名前を知った途端、今度は頬が熱くなる。なんだか今日の私はおかしい……。早いところみんなの所に戻ろう。
「あの、ありがとうございました!」
「はい、お大事にね」
再び校庭に出てから、もう一度医務室を振り返る。彼が手を振っていたから、一花はお辞儀をして走り出した。
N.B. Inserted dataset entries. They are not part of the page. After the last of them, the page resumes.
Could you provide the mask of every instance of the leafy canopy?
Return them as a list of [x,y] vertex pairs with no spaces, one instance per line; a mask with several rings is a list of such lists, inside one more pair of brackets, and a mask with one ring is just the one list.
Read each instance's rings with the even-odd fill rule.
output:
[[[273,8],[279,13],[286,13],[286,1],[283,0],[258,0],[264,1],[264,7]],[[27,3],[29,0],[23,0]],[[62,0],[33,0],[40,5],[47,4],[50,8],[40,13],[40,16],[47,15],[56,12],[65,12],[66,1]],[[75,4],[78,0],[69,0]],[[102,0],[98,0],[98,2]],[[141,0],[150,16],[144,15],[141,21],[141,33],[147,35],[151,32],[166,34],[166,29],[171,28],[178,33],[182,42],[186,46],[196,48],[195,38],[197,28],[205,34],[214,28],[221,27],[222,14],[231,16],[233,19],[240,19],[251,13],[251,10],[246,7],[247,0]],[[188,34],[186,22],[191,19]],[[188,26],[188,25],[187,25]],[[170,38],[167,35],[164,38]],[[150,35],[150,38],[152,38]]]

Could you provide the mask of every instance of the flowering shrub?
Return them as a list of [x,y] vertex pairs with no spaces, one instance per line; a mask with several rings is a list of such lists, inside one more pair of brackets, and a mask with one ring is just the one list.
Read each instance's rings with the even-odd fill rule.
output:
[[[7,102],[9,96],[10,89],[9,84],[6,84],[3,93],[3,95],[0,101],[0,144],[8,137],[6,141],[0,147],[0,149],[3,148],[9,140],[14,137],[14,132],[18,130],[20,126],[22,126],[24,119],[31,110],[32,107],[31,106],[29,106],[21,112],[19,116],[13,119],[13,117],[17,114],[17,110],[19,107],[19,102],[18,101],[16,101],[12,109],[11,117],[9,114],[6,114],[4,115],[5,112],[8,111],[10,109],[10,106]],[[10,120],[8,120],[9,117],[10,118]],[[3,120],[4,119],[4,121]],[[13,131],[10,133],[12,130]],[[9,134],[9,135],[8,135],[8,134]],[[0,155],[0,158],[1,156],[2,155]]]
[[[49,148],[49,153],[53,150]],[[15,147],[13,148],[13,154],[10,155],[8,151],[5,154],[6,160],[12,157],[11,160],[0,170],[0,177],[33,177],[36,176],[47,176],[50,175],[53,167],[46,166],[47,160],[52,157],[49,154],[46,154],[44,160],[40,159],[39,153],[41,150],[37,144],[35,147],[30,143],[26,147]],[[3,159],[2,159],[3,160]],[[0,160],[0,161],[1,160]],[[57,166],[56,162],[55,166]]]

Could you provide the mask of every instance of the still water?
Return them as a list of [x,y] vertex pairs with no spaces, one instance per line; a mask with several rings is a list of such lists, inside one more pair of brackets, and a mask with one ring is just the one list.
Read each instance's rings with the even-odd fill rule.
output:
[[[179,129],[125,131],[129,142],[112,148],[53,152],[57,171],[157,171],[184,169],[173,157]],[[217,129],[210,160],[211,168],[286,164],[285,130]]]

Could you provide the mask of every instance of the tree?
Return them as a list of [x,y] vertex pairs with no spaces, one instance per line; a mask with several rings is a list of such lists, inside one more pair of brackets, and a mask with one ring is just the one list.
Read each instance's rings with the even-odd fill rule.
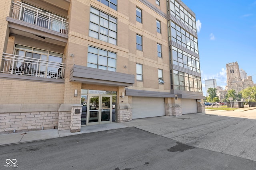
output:
[[220,102],[220,99],[219,98],[215,97],[213,98],[212,100],[212,102]]
[[212,99],[211,99],[210,96],[206,97],[206,101],[208,102],[212,102]]
[[242,94],[241,93],[241,92],[239,92],[238,94],[237,94],[236,96],[237,100],[238,101],[240,101],[241,99],[242,98]]
[[250,98],[256,101],[256,87],[249,87],[241,91],[242,97],[244,98]]
[[233,98],[233,100],[236,98],[236,90],[233,89],[228,90],[228,94],[225,96],[225,98],[226,99],[226,100],[229,100],[229,99],[228,99],[229,98]]
[[218,97],[216,94],[216,92],[217,92],[217,89],[216,88],[209,88],[207,90],[207,93],[209,95],[209,100],[210,101],[209,102],[212,102],[212,100],[214,98]]

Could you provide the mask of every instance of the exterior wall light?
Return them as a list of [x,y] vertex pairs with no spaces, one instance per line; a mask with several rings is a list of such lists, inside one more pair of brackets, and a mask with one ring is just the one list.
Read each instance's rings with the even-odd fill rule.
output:
[[77,90],[75,90],[75,94],[74,96],[74,97],[77,97]]

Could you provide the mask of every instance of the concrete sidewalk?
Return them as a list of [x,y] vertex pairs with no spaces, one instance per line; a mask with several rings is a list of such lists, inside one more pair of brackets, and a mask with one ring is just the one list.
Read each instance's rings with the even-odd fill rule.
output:
[[0,135],[0,145],[135,127],[196,148],[256,161],[256,119],[202,113],[162,116],[82,127],[80,132],[44,130]]

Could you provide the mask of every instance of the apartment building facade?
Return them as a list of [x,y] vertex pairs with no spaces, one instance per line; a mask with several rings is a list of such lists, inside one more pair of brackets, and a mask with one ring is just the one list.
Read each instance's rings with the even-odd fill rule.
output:
[[3,1],[0,133],[205,113],[181,1]]

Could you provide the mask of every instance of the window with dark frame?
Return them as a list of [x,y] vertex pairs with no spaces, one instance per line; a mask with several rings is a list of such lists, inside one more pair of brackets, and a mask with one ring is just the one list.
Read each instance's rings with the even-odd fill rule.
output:
[[142,51],[142,37],[136,35],[136,48],[137,50]]
[[142,23],[142,10],[138,7],[136,8],[136,21]]
[[163,77],[163,70],[160,69],[158,69],[158,82],[160,84],[164,83]]
[[110,7],[115,10],[117,10],[117,0],[97,0],[102,4]]
[[162,45],[157,44],[157,57],[162,58]]
[[156,4],[160,6],[160,0],[156,0]]
[[158,20],[156,20],[156,31],[161,33],[161,22]]
[[89,36],[116,45],[117,35],[117,19],[91,7]]
[[140,64],[136,64],[136,80],[142,81],[142,65]]

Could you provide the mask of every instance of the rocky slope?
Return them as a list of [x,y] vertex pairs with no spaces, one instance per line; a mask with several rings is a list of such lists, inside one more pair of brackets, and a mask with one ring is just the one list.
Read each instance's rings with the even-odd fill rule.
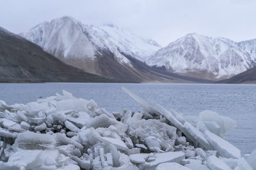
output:
[[182,75],[224,79],[256,66],[253,41],[237,43],[225,38],[189,34],[161,48],[146,62]]
[[256,83],[256,67],[248,69],[227,80],[217,83]]
[[64,17],[20,35],[67,64],[91,73],[127,81],[204,81],[147,66],[144,60],[159,45],[115,25],[89,25]]
[[1,82],[115,82],[67,65],[39,46],[0,27]]

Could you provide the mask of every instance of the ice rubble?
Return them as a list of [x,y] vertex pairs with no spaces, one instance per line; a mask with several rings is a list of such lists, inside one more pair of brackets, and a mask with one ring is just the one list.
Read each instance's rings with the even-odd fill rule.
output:
[[65,90],[27,104],[0,101],[0,169],[256,169],[223,136],[236,122],[182,117],[124,88],[143,112],[108,113]]

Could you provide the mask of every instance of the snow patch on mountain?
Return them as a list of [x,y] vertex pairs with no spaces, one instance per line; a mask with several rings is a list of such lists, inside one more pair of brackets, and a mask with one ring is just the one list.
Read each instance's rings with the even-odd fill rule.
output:
[[191,33],[161,48],[146,62],[175,73],[206,71],[221,78],[251,68],[255,65],[253,58],[246,47],[243,49],[228,38]]
[[84,24],[70,17],[44,22],[20,35],[64,59],[93,59],[101,50],[108,50],[118,60],[129,64],[124,53],[144,61],[160,48],[154,41],[116,26]]

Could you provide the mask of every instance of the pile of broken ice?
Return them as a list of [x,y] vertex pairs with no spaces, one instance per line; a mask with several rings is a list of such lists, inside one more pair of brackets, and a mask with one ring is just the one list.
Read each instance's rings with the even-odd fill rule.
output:
[[223,138],[236,122],[153,108],[109,113],[66,91],[27,104],[0,101],[0,169],[256,169]]

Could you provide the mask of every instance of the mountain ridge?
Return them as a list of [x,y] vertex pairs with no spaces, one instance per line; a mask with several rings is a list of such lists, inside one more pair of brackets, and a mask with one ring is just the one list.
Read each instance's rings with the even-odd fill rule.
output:
[[256,66],[256,57],[250,58],[237,44],[226,38],[189,33],[159,50],[146,63],[180,74],[194,72],[205,79],[225,79]]
[[1,82],[119,82],[67,65],[0,27]]

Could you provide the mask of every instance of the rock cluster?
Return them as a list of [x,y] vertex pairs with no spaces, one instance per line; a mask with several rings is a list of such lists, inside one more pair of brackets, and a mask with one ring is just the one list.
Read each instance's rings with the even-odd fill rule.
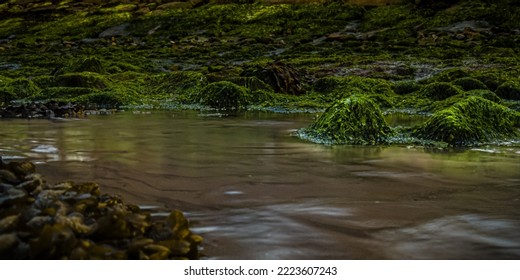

なんでこんなにドキドキしてるんだろう? 息が苦しいんだろう? 頬が熱いんだろう?
* * * *
二年生の席に戻った一花は、頬を両手で押さえながら、高鳴る心臓を静めようと大きく深呼吸をする。
高等部は校舎も違うし、部活の先輩以外とはほとんど関わることはない。だからこそ、二年生になっても初対面の人もいる。
あんな素敵な人がいたんだ……。でも高校生だし、三年生だし、きっと会うこともなく卒業しちゃうんだろうな……。
先輩の手が触れた頭の感触が、今もまだ残っている。とても優しい手だった。笑顔も声も、たとえ外面でもいいと思えるほどのときめきだたった。
「あっ、一花! 大丈夫だった?」
一花を見つけた芽美と智絵里が、心配そうに駆けてくる。
「うん、さっき消毒してもらったから大丈夫」
「……一花、顔赤いけど熱とかない? もう一度医務室に行く?」
「そ、それはダメ!」
一花の慌てぶりが珍しく、二人は顔を見合わせる。
「平気〜とかじゃなくて、ダメってどういうこと?」
「そ、それは……」
口ごもる一花を見て、芽美は何かを閃いたのか、ニヤッと笑うと、
「ちょっと医務室見てくる! 一花を押さえておいて!」
と言って医務室まで走って行ってしまった。
あっという間の出来事に、一花は何も出来なかった。慌てふためく一花の横で智絵里がニヤニヤしている。
すると芽美が興奮した様子で戻ってきた。やや食い気味に智絵里が話しかける。
「どうだった⁈」
「めっちゃイケメンの高校生がいた!」
「えっ! じゃあ私も見てくる!」
入れ替わるかのように、今度は智絵里が医務室に向かって走り出す。
芽美は笑いを隠せず、顔を真っ赤にしたまま下を向いている一花に話しかける。
「なになに? あのイケメンの先輩にときめいちゃったの?」
そして智絵里も戻ってくる。
「すっごくかっこいい先輩じゃん! あんな人がこの学校にいたなんて知らなかったよ〜!」
「でしょ? 私もびっくりした」
二人は一花の肩を両側から抱くと、顔を近づけた。
「好きの基準がわからなかった一花ちゃんが、とうとうときめいたと?」
「で、でもちょっと会話しただけだから……」
「だとしても、一花の第一関門を突破したわけだからね、すごいじゃん」
「……でも三年生だし、私なんか相手にされないよ。校内でも会える可能性は低いし……」
「そっか……せっかく一花がときめいた人なのになぁ。残念だね」
「まぁもしかしたら校内で会える可能性もあるしね、先輩センサーを張り巡らせておこうか」
三人は笑い合う。
また会えたら嬉しいな……一花はポケットの中の絆創膏にそっと触れ、心の片隅でそう思うのだった。